Mike, in total, there are about 170,000 stations in North America, 97% of which have already converted to pressure. Outside of North America or U.S./Canada, outside of U.S./Canada, there are about 600,000 stations and we estimate 23% have converted to pressure. So there's a lot of headroom for growth here. But the trend is, clearly, that a conversion is steadily occurring.

Michael Roomberg

Analyst

Yes. No, that seems fairly clear with the results for the last few years. Just lastly, can you bring us up to speed with coal bed methane? And how your rollout of the new product systems has been going versus your expectations thus far?

R. Trumbull

Analyst

We have 20 systems in beta test across the world, presently. A couple of them have been in for approaching 2 years now. That's very encouraging because the key to this is convincing, first ourselves, and then convincing the market that we have a system that is more robust than the alternatives that are out there.
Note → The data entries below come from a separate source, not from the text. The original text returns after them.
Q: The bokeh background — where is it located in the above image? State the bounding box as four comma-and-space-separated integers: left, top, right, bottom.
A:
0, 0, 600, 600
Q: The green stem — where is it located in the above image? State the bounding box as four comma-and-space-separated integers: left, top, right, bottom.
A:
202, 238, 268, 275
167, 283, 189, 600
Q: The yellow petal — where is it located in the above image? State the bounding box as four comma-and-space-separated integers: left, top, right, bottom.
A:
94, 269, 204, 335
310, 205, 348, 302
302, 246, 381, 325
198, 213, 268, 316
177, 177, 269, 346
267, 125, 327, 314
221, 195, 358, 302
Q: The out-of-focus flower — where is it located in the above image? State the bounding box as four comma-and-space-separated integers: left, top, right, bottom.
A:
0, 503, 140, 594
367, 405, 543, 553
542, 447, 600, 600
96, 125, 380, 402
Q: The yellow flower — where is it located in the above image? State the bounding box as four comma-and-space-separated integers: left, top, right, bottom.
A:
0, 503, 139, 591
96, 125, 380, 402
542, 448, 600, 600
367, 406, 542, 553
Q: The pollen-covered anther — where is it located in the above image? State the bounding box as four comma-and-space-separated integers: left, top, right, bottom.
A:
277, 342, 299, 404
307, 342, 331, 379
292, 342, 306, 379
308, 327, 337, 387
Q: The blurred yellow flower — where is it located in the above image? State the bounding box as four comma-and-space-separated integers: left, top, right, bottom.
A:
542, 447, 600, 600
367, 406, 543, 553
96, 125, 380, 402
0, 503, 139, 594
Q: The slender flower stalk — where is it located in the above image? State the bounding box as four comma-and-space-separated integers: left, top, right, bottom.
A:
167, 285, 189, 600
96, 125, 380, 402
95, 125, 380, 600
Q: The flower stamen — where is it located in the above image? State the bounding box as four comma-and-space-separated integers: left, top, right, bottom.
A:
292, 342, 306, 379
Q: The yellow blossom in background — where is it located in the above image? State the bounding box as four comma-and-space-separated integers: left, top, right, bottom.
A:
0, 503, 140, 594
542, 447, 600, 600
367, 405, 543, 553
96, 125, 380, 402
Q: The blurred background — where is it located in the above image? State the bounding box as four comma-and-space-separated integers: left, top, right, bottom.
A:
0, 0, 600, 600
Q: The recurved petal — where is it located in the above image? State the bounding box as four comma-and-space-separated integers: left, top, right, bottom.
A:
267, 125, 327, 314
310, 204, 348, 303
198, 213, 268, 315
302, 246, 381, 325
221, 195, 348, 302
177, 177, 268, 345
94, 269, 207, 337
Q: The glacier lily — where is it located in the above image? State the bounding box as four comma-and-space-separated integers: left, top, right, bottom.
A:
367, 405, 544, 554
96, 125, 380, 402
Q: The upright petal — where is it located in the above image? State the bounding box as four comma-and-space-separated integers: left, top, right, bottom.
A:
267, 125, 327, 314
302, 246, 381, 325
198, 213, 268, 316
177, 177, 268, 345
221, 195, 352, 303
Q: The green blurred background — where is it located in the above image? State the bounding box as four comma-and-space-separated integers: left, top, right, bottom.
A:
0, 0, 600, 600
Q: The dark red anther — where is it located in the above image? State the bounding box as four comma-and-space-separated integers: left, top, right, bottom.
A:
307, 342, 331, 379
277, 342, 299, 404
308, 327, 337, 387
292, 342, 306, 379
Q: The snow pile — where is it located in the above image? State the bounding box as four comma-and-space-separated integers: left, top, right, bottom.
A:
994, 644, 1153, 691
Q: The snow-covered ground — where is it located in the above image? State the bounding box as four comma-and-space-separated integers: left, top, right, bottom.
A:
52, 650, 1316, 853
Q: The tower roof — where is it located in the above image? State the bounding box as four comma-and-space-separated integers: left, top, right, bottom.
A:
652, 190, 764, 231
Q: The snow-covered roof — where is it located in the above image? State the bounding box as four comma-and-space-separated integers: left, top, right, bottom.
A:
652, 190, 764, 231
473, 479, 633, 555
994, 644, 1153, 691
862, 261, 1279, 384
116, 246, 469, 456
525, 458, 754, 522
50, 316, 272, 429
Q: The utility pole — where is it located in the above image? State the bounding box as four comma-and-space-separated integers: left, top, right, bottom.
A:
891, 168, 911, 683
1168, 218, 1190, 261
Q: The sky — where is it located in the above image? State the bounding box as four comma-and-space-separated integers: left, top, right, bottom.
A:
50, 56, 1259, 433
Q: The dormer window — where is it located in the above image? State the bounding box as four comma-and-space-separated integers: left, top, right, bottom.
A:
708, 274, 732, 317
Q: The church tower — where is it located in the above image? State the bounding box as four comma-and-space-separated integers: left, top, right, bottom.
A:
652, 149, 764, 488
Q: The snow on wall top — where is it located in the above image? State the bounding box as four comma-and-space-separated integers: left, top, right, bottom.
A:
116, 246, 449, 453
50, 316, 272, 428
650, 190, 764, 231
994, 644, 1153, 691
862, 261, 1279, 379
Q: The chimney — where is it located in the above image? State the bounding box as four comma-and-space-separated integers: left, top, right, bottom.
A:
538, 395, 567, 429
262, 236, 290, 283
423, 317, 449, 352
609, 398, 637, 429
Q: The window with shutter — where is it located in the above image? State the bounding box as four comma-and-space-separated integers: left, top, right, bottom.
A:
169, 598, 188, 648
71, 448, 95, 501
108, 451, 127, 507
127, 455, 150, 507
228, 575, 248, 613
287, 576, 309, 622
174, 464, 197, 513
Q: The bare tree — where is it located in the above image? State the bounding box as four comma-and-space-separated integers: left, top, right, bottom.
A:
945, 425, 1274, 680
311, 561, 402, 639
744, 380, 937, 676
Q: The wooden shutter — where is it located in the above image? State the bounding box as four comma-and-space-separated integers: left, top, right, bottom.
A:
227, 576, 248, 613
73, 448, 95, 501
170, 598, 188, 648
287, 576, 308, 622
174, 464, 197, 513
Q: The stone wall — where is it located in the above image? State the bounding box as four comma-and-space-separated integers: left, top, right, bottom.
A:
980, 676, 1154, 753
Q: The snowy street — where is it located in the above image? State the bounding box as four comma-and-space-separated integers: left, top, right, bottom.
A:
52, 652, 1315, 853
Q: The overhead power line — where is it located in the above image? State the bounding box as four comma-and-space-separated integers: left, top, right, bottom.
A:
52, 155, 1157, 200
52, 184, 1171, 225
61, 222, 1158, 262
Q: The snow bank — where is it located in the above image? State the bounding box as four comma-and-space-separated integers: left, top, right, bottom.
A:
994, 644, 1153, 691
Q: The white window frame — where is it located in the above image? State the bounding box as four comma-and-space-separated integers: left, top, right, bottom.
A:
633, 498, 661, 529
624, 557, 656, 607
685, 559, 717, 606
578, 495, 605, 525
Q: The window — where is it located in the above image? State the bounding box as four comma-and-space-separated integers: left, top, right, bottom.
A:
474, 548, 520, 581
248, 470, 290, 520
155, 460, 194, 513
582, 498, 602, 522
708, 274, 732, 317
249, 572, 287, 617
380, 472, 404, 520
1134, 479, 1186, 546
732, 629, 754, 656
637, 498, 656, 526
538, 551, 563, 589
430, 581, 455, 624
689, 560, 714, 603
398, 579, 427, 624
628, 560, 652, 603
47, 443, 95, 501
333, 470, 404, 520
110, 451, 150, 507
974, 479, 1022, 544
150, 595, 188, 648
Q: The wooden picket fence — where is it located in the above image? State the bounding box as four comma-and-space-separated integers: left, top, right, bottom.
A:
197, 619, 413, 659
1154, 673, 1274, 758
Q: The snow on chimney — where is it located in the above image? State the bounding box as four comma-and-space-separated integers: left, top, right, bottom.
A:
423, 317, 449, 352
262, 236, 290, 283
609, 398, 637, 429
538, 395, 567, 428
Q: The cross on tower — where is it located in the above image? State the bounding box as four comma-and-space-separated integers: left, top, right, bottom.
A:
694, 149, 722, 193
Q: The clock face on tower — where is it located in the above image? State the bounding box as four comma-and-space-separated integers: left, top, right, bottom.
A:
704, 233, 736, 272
Encouragingly, with the large oil and gas company that has had the systems in place for a while, we just, in the last several days got an order for 7 complete systems, additional systems. So the people that have been most exposed to this, through the beta test phase, are now turning into customers. We will declare it commercial by the end of December, and I anticipate that most of 2013 will be spent kind of going company by company, doing demonstration projects because it's -- the industry is relatively conservative when it comes to changing their approach to artificial lift and deliquification. And they'll want -- they'll see the advantages, I think, they're very explainable advantages of our system, including cost. But they'll all want to give it a try. So I think 2013 will be a period of putting in trials across the oil patch in the U.S. and in Southern Africa and Australia, New Zealand, perhaps, 1 or 2 other countries as well. And we'll start to see meaningful sales of this product in 2014 and beyond.

Operator

Operator

And at this time, I'm showing no further questions. I would like to turn the call over to Mr. Scott Trumbull for closing remarks.

R. Trumbull

Analyst

Well, that ends our third quarter conference call. We thank you for your attention and your interest in our company.

Operator

Operator

Ladies and gentlemen, thank you for your participation in today's conference. This concludes the program. You may now disconnect. Have a great day.